A study by University of Waterloo researchers suggests that smartphone users who are intuitive thinkers — more prone to relying on gut feelings and instincts when making decisions — frequently use search engines rather than their own brainpower.

“They may look up information that they actually know or could easily learn, but are unwilling to make the effort to actually think about it,” said Gordon Pennycook, co-lead author of the study, and a PhD candidate in the Department of Psychology at Waterloo.

In contrast, analytical thinkers second-guess themselves and analyze a problem in a more logical sort of way. Highly intelligent people are more analytical and less intuitive when solving problems.

“Decades of research has revealed that humans are eager to avoid expending effort when problem-solving and it seems likely that people will increasingly use their smartphones as an extended mind,” said Nathaniel Barr, the other lead author of the paper, and a postdoctoral researcher at Waterloo.

In three studies involving 660 participants, the researchers examined various measures including cognitive style ranging from intuitive to analytical, plus verbal and numeracy skills.

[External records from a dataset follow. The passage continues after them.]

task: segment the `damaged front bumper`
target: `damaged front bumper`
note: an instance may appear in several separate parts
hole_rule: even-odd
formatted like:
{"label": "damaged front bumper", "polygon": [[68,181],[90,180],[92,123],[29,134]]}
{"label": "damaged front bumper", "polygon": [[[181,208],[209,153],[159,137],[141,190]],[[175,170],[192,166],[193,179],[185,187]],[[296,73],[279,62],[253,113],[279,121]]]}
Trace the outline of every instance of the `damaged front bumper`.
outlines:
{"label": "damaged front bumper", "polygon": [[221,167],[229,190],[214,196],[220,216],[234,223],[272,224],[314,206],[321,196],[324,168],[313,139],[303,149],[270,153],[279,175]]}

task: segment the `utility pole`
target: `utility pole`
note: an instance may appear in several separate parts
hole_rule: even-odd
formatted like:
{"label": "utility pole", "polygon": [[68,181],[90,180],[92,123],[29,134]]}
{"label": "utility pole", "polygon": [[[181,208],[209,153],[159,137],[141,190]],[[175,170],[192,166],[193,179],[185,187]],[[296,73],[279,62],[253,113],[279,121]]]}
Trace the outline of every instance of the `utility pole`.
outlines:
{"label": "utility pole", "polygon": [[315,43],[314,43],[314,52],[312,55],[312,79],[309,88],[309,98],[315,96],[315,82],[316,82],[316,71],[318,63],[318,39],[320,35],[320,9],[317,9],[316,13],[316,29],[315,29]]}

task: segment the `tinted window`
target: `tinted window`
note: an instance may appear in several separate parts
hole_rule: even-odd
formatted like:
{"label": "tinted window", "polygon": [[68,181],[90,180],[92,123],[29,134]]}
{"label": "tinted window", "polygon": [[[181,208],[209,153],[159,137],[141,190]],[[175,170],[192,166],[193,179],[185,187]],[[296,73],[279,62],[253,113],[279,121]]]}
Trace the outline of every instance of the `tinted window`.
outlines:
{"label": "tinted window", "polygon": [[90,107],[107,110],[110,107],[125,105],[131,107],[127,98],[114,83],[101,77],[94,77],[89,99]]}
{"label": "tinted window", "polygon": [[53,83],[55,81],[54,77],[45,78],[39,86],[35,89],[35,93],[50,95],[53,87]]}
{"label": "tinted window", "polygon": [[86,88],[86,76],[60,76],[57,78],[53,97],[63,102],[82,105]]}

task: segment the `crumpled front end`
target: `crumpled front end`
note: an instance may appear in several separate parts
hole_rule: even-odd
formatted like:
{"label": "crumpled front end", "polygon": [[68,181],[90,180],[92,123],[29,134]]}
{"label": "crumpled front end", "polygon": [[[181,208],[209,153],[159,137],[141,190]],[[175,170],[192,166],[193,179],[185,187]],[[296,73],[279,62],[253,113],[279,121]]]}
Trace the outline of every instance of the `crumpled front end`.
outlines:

Then they looked at the participants’ smartphone habits.

Association between heavy search-engine use and lower intelligence

Participants in the study who demonstrated stronger cognitive skills and a greater willingness to think in an analytical way spent less time using their smartphones’ search-engine function.

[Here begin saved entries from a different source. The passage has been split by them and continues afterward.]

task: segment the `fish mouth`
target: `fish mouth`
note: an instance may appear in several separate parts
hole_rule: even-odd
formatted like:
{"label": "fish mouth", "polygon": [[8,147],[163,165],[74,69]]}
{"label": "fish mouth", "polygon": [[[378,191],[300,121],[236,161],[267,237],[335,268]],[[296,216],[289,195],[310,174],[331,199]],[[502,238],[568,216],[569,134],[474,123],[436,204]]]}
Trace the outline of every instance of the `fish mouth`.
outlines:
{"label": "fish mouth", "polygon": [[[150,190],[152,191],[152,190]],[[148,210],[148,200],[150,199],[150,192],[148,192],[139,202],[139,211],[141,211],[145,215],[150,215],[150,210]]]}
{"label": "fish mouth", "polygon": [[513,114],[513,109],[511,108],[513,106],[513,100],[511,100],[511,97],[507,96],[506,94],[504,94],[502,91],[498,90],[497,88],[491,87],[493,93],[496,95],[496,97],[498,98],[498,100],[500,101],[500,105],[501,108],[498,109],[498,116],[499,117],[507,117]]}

“Our research provides support for an association between heavy smartphone use and lowered intelligence,” said Pennycook. “Whether smartphones actually decrease intelligence is still an open question that requires future research.”

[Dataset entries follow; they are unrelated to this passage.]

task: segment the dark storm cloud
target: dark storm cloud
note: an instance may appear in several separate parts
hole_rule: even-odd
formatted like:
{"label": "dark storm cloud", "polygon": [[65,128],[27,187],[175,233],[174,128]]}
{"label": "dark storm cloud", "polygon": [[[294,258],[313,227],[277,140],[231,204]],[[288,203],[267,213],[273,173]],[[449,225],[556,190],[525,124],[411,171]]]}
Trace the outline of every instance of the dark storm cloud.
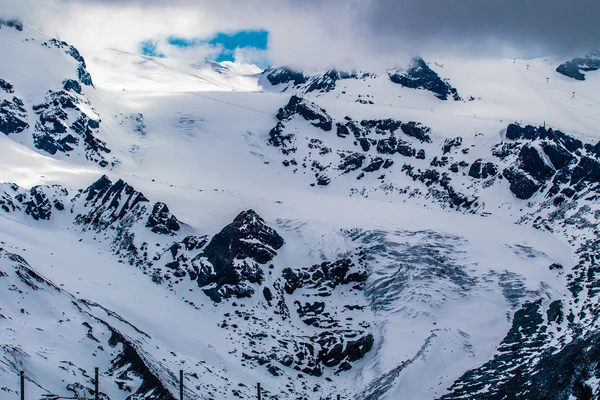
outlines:
{"label": "dark storm cloud", "polygon": [[[493,52],[503,43],[524,52],[556,54],[600,46],[600,0],[70,0],[113,6],[187,6],[302,10],[321,23],[348,24],[373,48],[445,46]],[[338,13],[338,11],[340,13]],[[340,21],[344,18],[345,21]],[[265,21],[265,25],[269,25]]]}
{"label": "dark storm cloud", "polygon": [[372,40],[419,45],[490,42],[556,54],[600,46],[600,0],[373,0],[361,3]]}
{"label": "dark storm cloud", "polygon": [[266,30],[274,65],[371,68],[414,55],[563,59],[600,46],[600,0],[0,0],[81,48]]}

The researchers say that avoiding using our own minds to problem-solve might have adverse consequences for aging.

“Our reliance on smartphones and other devices will likely only continue to rise,” said Barr. “It’s important to understand how smartphones affect and relate to human psychology before these technologies are so fully ingrained that it’s hard to recall what life was like without them. We may already be at that point.”

The results also indicate that use of social media and entertainment applications generally did not correlate to higher or lower cognitive abilities.

Professors Jennifer Stolz and Jonathan Fugelsang, also from Waterloo’s Department of Psychology, are co-authors of the study published in the journal Computers in Human Behavior. Funding from the Natural Sciences and Engineering Research Council of Canada supported the research.


Abstract of The brain in your pocket: Evidence that Smartphones are used to supplant thinking

With the advent of Smartphone technology, access to the internet and its associated knowledge base is at one’s fingertips. What consequences does this have for human cognition? We frame Smartphone use as an instantiation of the extended mind—the notion that our cognition goes beyond our brains—and in so doing, characterize a modern form of cognitive miserliness. Specifically, that people typically forego effortful analytic thinking in lieu of fast and easy intuition suggests that individuals may allow their Smartphones to do their thinking for them. Our account predicts that individuals who are relatively less willing and/or able to engage effortful reasoning processes may compensate by relying on the internet through their Smartphones. Across three studies, we find that those who think more intuitively and less analytically when given reasoning problems were more likely to rely on their Smartphones (i.e., extended mind) for information in their everyday lives. There was no such association with the amount of time using the Smartphone for social media and entertainment purposes, nor did boredom proneness qualify any of our results. These findings demonstrate that people may offload thinking to technology, which in turn demands that psychological science understand the meshing of mind and media to adequately characterize human experience and cognition in the modern era.